Further confirming the inhumane conditions of detention in the centre, a Human Rights Watch report claimed on Tuesday that several people deported from the camp in recent weeks had been sent to Turkey without personal belongings, including medication, identification documents and clothes.

DOCTOR EXPOSES ‘SHAMEFUL’ DEAL
Exposing the details of what she claims is a “shameful” deal, Federica Zamatto, a Doctors Without Borders/Medecins Sans Frontieres medical coordinator for migration programs, gave a detailed account of her experience on the organisation’s web page, describing a similar transformation of the hotspots into prisons in Lesvos.

“Everything has now changed on the Greek island of Lesvos, which last year saw well over half a million refugees and migrants take their first steps on European soil,” she states.

“During the chaos of last summer, 15,000 people were stranded on the island after the authorities stopped running ferries to the mainland. Now everything is clean and tidy, ready for the upcoming tourist season. The camps set up by volunteers and NGOs to provide temporary shelter to families arriving on the island are completely empty. The thousands of orange life-jackets that once lined the shores have been cleared away. The beaches are back to normal. But make no mistake: Lesvos is not quiet and tidy because people have stopped fleeing war. Instead, the men, women and children who risked everything on rubber boats are now detained behind fences, far from European eyes or on the other side of the coast, in a black hole.”

According to her description, the EU-Turkey deal to exchange is an attempt from Europe’s part to hide the refugee problem, putting it out of sight, by sending them back to Turkey.

“But these are people,” she goes on. “These are men of all ages as well as women and children who took a gamble on an uncertain route in order to leave behind conflict, instability and poverty, as the risks of the journey outweigh the constant threat they lived under in their countries of origin. As the ink dried on the shameful EU-Turkey deal, the ‘hotspot’ of Moria was transformed into a detention centre.”

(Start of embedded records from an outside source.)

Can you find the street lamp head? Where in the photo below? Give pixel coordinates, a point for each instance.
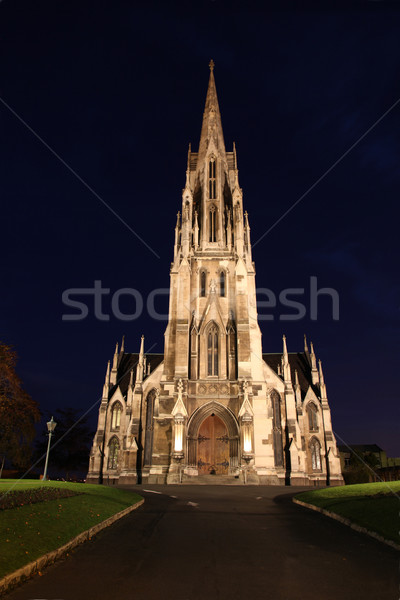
(51, 425)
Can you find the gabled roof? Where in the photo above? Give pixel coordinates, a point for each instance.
(298, 361)
(360, 448)
(127, 363)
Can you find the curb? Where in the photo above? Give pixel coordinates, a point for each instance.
(347, 522)
(13, 579)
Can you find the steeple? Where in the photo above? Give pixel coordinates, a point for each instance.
(322, 386)
(285, 364)
(211, 130)
(106, 386)
(314, 370)
(140, 363)
(114, 370)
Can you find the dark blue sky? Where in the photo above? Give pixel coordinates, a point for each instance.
(117, 89)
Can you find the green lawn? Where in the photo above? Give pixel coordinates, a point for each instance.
(29, 531)
(375, 506)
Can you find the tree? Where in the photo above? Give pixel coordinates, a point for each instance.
(18, 413)
(71, 442)
(362, 466)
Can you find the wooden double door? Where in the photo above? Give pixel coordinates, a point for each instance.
(213, 447)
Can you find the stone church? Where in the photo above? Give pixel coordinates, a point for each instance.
(213, 408)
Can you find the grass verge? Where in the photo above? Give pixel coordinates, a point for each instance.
(27, 532)
(374, 506)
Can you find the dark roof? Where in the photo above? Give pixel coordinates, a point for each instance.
(298, 362)
(360, 448)
(129, 362)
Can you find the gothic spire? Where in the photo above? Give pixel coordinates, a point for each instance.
(211, 129)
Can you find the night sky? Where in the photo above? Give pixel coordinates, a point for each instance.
(117, 91)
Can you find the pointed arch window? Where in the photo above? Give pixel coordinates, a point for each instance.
(315, 448)
(212, 351)
(116, 416)
(312, 417)
(212, 180)
(113, 453)
(202, 284)
(212, 220)
(222, 283)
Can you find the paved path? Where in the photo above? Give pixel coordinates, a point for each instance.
(212, 542)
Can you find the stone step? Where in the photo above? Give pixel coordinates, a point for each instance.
(211, 480)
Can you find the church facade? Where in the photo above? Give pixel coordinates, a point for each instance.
(213, 407)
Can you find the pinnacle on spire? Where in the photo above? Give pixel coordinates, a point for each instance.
(115, 359)
(297, 390)
(314, 370)
(321, 375)
(107, 379)
(211, 130)
(106, 386)
(285, 354)
(140, 362)
(322, 385)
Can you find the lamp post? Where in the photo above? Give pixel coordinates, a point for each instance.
(51, 425)
(247, 421)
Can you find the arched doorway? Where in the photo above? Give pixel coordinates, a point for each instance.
(213, 447)
(214, 450)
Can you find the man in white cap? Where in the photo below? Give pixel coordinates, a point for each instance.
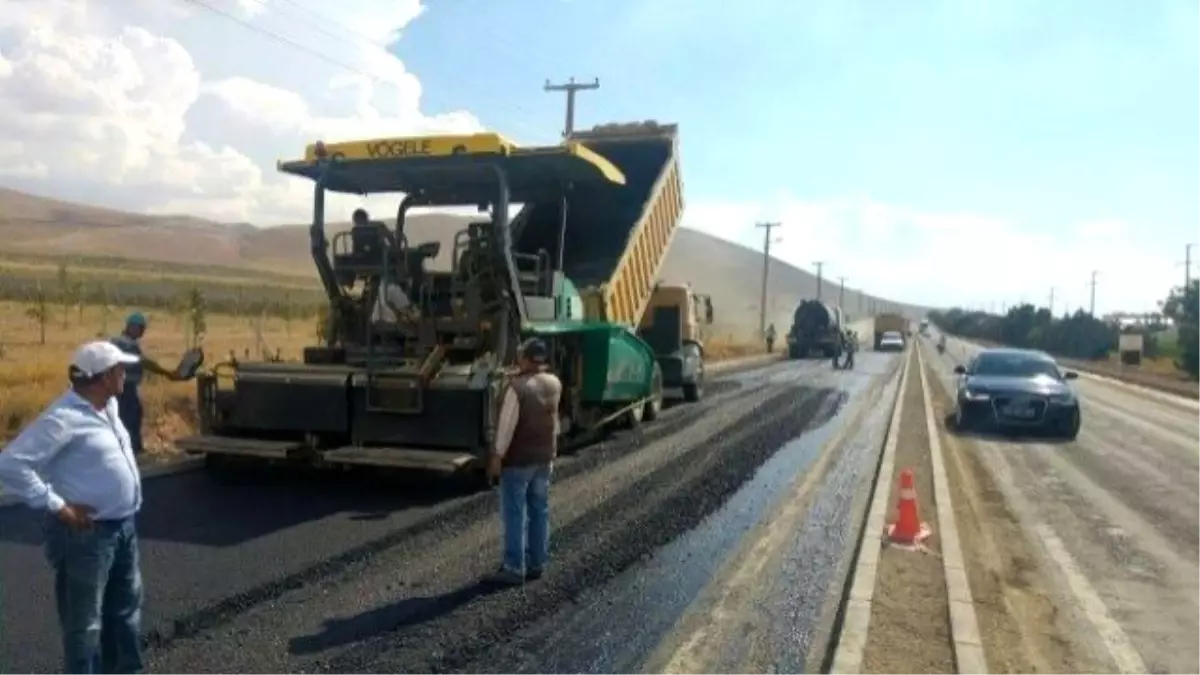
(76, 464)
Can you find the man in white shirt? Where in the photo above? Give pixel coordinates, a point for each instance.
(76, 464)
(390, 302)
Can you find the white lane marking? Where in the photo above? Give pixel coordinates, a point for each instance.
(969, 655)
(857, 615)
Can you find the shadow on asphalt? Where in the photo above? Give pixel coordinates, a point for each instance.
(375, 622)
(1000, 435)
(199, 509)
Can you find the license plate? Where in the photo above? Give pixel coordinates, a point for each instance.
(1020, 411)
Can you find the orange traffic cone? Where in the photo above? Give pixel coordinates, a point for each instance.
(907, 529)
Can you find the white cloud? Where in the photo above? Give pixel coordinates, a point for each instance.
(951, 258)
(177, 107)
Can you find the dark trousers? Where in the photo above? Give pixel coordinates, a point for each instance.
(130, 407)
(97, 589)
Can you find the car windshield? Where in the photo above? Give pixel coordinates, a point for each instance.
(1015, 365)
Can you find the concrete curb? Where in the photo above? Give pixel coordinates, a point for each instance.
(967, 643)
(155, 471)
(857, 615)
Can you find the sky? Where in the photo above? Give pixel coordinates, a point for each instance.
(937, 151)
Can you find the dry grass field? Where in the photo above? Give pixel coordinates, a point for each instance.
(31, 374)
(239, 263)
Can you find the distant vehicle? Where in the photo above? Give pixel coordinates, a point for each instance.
(1011, 388)
(815, 327)
(886, 323)
(891, 341)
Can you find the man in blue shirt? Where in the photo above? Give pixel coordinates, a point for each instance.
(76, 464)
(130, 401)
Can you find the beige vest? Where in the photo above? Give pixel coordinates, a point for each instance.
(535, 437)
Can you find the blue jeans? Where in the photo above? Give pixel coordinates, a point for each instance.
(129, 405)
(525, 508)
(97, 587)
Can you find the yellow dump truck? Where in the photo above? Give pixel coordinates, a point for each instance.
(577, 267)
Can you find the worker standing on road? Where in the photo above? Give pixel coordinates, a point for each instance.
(851, 347)
(130, 401)
(526, 447)
(76, 464)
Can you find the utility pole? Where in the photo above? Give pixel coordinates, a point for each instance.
(571, 88)
(1092, 284)
(1187, 269)
(766, 274)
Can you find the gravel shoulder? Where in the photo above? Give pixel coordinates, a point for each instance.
(1113, 526)
(1019, 622)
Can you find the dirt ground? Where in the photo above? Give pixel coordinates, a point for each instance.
(1018, 621)
(910, 628)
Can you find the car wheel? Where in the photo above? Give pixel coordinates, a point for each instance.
(961, 422)
(1069, 430)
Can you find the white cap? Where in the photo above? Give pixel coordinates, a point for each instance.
(97, 357)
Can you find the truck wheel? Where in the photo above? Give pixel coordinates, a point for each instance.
(694, 390)
(634, 416)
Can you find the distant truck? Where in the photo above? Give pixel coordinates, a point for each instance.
(675, 326)
(815, 327)
(888, 323)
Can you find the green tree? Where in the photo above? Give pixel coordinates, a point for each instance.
(40, 312)
(197, 318)
(1183, 308)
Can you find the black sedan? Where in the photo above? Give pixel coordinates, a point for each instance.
(1017, 389)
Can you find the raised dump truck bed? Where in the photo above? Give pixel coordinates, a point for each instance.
(616, 236)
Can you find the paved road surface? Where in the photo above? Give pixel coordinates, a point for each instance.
(1116, 515)
(295, 573)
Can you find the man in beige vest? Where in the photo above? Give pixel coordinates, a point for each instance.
(526, 446)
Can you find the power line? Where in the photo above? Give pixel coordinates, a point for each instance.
(571, 88)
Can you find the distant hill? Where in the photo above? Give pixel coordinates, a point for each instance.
(730, 273)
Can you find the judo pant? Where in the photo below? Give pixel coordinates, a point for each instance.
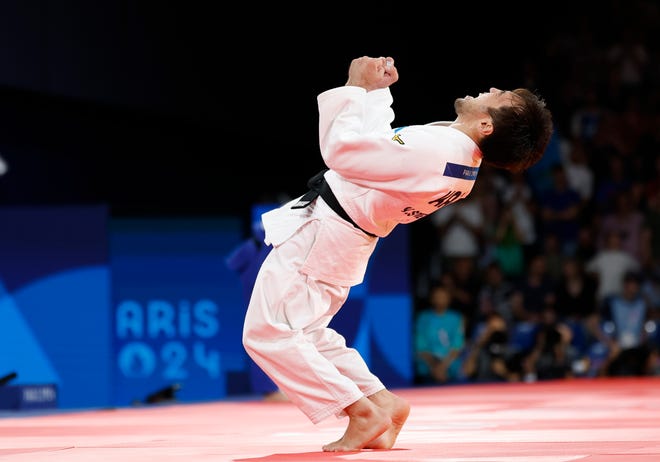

After this turn of events, Doctors Without Borders decided to suspend all activities inside the camp, as the conditions prevented aid workers from delivering the services in a proper manner. Dr Zamatto goes on to describe the conditions she encountered.

“The most outrageous thing I saw, however, was many, many children kept in detention, left in miserable and indecent conditions, without proper food, education or even the chance to play, like children normally do. They were everywhere, running, sleeping, being pushed in their strollers. I could have never imagined that children, pregnant women, the elderly, most fleeing war, would have been fenced in by razor wire with the gates closed, on European soil. And I cannot find an acceptable explanation for why Europe is allowing this to happen. Europe, that failed to implement the relocation scheme from the hotspots to European countries – showing that there was no real consensus on strategy from European member states, is now trying to hide the problem by casting away the refugees and subcontracting its responsibilities to Turkey. I’m afraid that European citizens do not know what kind of outrageous deal their states have signed on their behalf. If they knew, they would feel ashamed, sick, angry and betrayed, just like I do,” she concludes.